Vor 40 Jahren, am 5. Juni 1977, fand die erste Fahrraddemo im damaligen West-Berlin statt. »Es hat sich viel verändert seitdem«, sagt Linck. »Bei der ersten Tour galten Radler als absolute Freaks, das Auto galt als Allheilmittel«, so Linck. Da habe sich natürlich viel geändert. »Der Wille zur Veränderung ist auf jeden Fall da«, attestiert Linck dem neuen Senat. Es sei auch klar, dass die politisch Verantwortlichen die Dinge nicht über Nacht verändern können, zumal die Verwaltung viel zu wenig Ressourcen habe.
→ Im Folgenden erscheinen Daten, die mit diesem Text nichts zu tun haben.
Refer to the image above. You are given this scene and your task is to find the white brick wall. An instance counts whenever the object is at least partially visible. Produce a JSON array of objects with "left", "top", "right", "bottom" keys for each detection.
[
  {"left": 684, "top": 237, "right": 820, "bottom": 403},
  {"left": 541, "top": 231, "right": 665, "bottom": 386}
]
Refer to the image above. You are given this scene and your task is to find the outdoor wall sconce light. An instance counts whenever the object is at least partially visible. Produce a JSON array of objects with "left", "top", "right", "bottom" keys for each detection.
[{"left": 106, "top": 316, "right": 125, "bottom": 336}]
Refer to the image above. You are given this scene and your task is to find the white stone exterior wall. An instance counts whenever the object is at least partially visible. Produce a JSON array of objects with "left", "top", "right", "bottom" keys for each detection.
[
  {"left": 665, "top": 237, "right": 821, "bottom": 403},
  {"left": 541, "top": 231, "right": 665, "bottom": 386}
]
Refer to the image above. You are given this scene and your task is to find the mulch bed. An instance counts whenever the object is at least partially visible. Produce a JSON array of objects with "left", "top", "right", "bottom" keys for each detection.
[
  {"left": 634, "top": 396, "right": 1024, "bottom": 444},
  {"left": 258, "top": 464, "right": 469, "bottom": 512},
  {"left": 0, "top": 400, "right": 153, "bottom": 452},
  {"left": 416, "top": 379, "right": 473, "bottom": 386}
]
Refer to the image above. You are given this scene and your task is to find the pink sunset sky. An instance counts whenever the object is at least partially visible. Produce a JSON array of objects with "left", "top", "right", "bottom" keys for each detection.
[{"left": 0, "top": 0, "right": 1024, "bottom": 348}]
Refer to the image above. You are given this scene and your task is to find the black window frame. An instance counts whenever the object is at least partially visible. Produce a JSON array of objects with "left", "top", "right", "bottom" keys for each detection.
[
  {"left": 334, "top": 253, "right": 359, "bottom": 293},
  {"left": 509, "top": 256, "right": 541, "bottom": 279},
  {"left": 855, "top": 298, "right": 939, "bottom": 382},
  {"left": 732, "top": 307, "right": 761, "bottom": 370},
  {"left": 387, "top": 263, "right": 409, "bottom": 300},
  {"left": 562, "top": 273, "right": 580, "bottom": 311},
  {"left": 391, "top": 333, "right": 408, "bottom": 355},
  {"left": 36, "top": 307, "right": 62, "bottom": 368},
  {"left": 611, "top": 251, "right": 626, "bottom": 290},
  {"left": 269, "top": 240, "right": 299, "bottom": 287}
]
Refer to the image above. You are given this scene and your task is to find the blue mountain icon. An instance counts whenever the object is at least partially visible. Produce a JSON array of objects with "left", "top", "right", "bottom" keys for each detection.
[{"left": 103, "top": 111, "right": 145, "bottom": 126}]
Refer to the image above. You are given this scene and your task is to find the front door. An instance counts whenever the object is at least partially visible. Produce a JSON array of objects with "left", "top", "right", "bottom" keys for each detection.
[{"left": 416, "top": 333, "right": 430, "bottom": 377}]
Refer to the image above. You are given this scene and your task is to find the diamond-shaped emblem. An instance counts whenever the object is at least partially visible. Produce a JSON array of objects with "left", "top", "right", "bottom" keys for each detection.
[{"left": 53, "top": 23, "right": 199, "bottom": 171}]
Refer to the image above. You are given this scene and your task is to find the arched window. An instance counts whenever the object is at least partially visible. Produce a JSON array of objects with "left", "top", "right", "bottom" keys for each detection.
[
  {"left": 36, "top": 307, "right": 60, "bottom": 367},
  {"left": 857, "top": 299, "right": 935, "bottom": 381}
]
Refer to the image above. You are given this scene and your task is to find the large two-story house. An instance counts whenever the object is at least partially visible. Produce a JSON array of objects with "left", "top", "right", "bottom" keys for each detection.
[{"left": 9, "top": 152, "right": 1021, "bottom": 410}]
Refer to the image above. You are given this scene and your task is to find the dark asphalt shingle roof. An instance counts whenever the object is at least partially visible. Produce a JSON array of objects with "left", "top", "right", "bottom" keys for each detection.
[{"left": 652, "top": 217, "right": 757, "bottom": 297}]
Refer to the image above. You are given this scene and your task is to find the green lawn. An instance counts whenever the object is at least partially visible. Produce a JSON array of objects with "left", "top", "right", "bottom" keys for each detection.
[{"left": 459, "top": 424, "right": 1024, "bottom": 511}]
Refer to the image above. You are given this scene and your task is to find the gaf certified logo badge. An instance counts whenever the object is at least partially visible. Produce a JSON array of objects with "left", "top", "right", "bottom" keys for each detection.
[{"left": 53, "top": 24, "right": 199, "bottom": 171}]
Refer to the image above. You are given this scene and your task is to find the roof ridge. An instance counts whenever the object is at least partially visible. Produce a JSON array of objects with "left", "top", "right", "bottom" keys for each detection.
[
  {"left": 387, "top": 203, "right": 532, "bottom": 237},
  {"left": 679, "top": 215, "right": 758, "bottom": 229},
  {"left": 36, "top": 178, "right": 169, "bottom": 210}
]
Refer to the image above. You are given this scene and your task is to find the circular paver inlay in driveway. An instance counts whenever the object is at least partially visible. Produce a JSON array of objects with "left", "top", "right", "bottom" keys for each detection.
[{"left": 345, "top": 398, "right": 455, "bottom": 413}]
Hoffnung setzt man beim ADFC auch in die angekündigte Fahrradinfrastrukturgesellschaft »Velo GmbH«. »Es ist gut, wenn der Ausbau von Fahrradwegen künftig zentral gesteuert werden kann«, sagt Linck. Ein Beispiel der mangelnden Effizienz sei der nun im Bau befindliche Fahrradweg in der Gitschiner Straße in Kreuzberg. »Der wurde schon vor 13 Jahren beschlossen«, so Linck. Im Moment läuft auch das Besetzungsverfahren für den Chefposten der Verkehrslenkung Berlin (VLB), die für Ampeln und Baustellen an Hauptstraßen zuständig ist. Heißer Kandidat für den Posten ist Axel Koller, noch Leiter des Straßen- und Grünflächenamts Friedrichshain-Kreuzberg. Der hatte die VLB einfach übergangen, um mit dem Radwegbau in der Gitschiner Straße endlich beginnen zu können.